No one that actually followed the news (and isn't German and therefore completely biased) will say with a straight face that EU justice system didn't favor VW due to established interests. The German government obviously manipulated the judicial system all over Europe to let the case go away.

It also says a lot, that it had to be the Americans bringing the case to light. A lot of people probably knew, but the control that the Germans had (and still have) over European economy and judicial systems didn't allow anyone inside the EU to speak up.

No justice was made over here.

https://en.wikipedia.org/wiki/Volkswagen_emissions_scandal

dleslie•1h ago
The American Justice system. Many no longer trust in its willingness and ability to enforce the rule of law.
medalblue•1h ago
"First, they identified the top keywords and celebrity names that Japanese Ad Library users employed to find the fraud ads. Then they ran identical searches repeatedly, deleting ads that appeared fraudulent from the library and Meta’s platforms."

That doesn't sound like cloaking. They really are deleting the ads. They're just concentrating on the ads that the regulators are most likely to see based on what they usually search for.

paddw•1h ago
> The scrubbing, Meta teams explained in documents regarding their efforts to reduce scam discoverability, sought to make problematic content “not findable” for “regulators, investigators and journalists.”

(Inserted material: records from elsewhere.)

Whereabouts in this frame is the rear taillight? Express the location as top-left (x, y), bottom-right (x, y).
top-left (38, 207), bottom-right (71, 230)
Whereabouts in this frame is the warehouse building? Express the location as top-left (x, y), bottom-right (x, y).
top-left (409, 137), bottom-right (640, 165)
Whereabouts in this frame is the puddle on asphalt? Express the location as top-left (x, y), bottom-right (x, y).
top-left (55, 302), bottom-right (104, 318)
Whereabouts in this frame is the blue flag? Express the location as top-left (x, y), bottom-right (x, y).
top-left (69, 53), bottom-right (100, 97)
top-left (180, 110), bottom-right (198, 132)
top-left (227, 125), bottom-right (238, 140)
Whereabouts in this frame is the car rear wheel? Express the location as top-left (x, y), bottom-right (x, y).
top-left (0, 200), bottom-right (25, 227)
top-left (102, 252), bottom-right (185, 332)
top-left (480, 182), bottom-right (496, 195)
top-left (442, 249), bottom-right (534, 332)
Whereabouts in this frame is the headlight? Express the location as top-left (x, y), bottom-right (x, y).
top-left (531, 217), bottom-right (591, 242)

This seems to be the "smoking gun"... but it's unclear from the article what the source or context of the quotations are.

billyp-rva•42m ago
> “not findable” for “regulators, investigators and journalists.”

> but it's unclear from the article what the source or context of the quotations are.

Good point, this quote could just be painting their actions in the poorest possible light.

commandersaki•49m ago
I posted in the other thread but in case that no longer has traction I will repeat my question here:

I'm still wondering what the Scam Prevention Framework enacted in Australia will do to mitigate this kind of stuff.

https://www.austlii.edu.au/cgi-bin/viewdb/au/legis/cth/conso... (Part IVF)

lax0•33m ago
Not to distract from Meta but I’m surprised Google doesn’t also get heat for this. A number of phishing sites win >30% of the auction on my company’s brand keywords and I see it on many others as well, especially in CPG and e-commerce. I’ve yet to have any luck getting Google to ban the advertisers.
NooneAtAll3•26m ago
I remember getting "lend us your google account" ad ON YOUTUBE of all places
jqpabc123•32m ago
Easy solution: Don't patronize Meta.
akagusu•29m ago
My first question in 2026. Why does such company is allowed to exist and harm society?
Jgrubb•8m ago
Because money.
timeon•5m ago
Because it is based in US.
DivingForGold•3m ago
3 or 4 years ago I tried Google Adwords to see if I could gain new customers. I admit I had a niche business, it was already successful, but I had read prior about certain tech companies overcharging - - or not cancelling services after you requested, so I opted to use only pre-paid credit cards bought at my local drug store. I chose $200 limit per card. That lasted for about 1.5 to 2 years, several times Google emailed me that my card expired or ran out of $$, and I needed to correct the error. That's when I bought another pre-paid card for a limit of $200 and funded my acct again. I never noticed any uptick in customers contacting me from my websites.

Eventually Google shut down the ability to use pre-paid credit cards (it came back an error when I attempted to enter the new card no) and that's when I closed my account. Their response was too obvious evidence <Goggle in conspiracy with the ad click bots> desired the ability to scam my account and one day I would check my email and get a $5,000 bill.

There is a rather obvious "conflict of interest" when you have to dispute a charge with your credit card provider knowing that the credit card co is fully aware they only make their "cut" if the charge goes through.